- Artist: René Magritte
- Year: 1927-28
- Medium: Oil on canvas
- Dimensions: 81 cm × 116 cm (32 in × 46 in)
- Owner: Private collection

= The Adulation of Space =

Painting by René Magritte

The Adulation of Space (L'éloge de l'espace) is an oil on canvas painting by Belgian surrealist artist René Magritte, created in 1927–1928. It is held in a private collection.

The enigmatic title of the work, as with the majority of Magritte's, was suggested by one of his friends – the Surrealist poet Paul Nougé. In 1943 Nougé produced a monograph on Magritte in which he wrote about the present painting: ‘One muses over the identical objects, over the possible repetition of the more unusual of them, over the way things have of filling the expanse and the sudden apparition of the terrifying masks of “the end of contemplation” and the women's bodies closely entwined, which represents “the adulation of space”’.

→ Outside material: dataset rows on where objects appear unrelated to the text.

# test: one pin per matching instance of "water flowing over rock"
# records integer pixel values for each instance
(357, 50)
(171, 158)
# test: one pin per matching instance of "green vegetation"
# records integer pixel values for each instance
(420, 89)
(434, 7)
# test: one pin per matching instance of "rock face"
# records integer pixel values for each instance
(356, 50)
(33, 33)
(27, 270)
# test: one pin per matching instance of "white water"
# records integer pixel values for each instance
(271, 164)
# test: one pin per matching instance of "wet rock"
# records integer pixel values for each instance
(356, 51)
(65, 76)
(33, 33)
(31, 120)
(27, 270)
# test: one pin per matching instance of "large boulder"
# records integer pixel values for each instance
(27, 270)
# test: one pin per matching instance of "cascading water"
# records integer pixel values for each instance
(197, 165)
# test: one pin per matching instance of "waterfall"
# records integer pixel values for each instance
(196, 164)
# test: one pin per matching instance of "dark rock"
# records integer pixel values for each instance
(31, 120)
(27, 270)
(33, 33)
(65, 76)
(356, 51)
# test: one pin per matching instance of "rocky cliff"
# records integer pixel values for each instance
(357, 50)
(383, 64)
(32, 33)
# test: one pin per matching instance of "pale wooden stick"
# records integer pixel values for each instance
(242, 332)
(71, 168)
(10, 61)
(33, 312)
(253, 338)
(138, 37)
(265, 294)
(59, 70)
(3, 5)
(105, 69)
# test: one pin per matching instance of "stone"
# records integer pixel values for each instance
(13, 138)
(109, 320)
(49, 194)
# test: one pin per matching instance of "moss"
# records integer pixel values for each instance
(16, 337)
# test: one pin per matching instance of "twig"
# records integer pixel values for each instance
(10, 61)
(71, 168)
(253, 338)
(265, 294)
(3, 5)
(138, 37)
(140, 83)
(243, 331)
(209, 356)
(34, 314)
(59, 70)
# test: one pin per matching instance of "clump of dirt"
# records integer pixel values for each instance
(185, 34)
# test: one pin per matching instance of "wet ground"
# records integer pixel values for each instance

Magritte’s idiosyncratic form of Surrealism emerged in the middle of the 1920s, following a short flirtation with Cubist and Futurist art. The Surrealist techniques and mechanisms espoused by André Breton and his followers were primarily concerned with elucidating dream-like imagery and manifesting the sub-conscious. Magritte's approach eschewed these notions; his art would be wholly rational, and informed by ‘lines of research’, which Paul Nougé categorised as ‘isolation of an object by the frame or some other means; more or less apparent distortion; modification of the substance of the object; change of scale; change of décor’. In The Adulation of Space Magritte has introduced several of these types of manipulation. The repoussoir effect of the amorphic grey structure surrounding the figures frames the truncated forms and obscures the viewer's perception of scale. Other works from the late 1920s such as La Démon de la perversité and Découverte similarly pervert the natural scale and appearance of objects, whilst retaining an incontrovertible sense of rationality which is preserved by Magritte's trompe l’œil technique.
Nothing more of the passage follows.